Serbia’s per capita production plummeted by $2,000 last year to $1,300, and analysts say this year should be worse. Rampant inflation means that paychecks and pensions have lost most of their purchasing value. Belgrade residents say they are cutting down on meat and other staples; cars are being stored away; government subsidies to industries, schools, hospitals and other public institutions no longer cover costs.
Serbs are angry about their pauperization, but for now their target is not Milosevic, who is assiduously trying to turn economic adversity to political advantage. Day after day, state-controlled television broadcasts speeches and news programs that portray the outside world as unjustly ganging up on Serbia and hammers home the message that the suffering here is no fault of the current regime.

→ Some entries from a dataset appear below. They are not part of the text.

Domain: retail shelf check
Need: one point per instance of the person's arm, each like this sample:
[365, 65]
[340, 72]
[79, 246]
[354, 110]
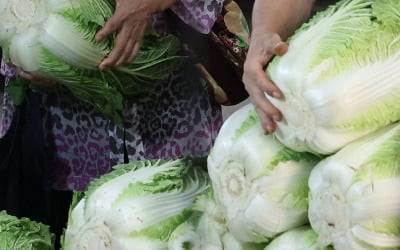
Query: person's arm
[272, 22]
[130, 20]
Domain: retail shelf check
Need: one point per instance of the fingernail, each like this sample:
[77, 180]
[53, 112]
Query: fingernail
[277, 95]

Zoran Popov, a prominent economist here, says the strategy hasworked even to the extent of allowing Milosevic to use the U.N. sanctions as an excuse for all the present economic problems. Pensioner Lutic is among those who believe the government line. She strongly supports Milosevic even though she is afraid of freezing in the winter and can no longer afford to eat decent meals on her monthly pension. Most nights, she eats potatoes, pasta or beans. “I’m a true Serb,” she said. “And I’m mad that everyone is against us. They want to kill Serbia.”
A Western diplomat agreed that the sanctions “have tended to reinforce Milosevic” in the short term — that and a bumper summer harvest. He added, though, that if the weather turns cold and holes in the embargo can be plugged, things could change quickly.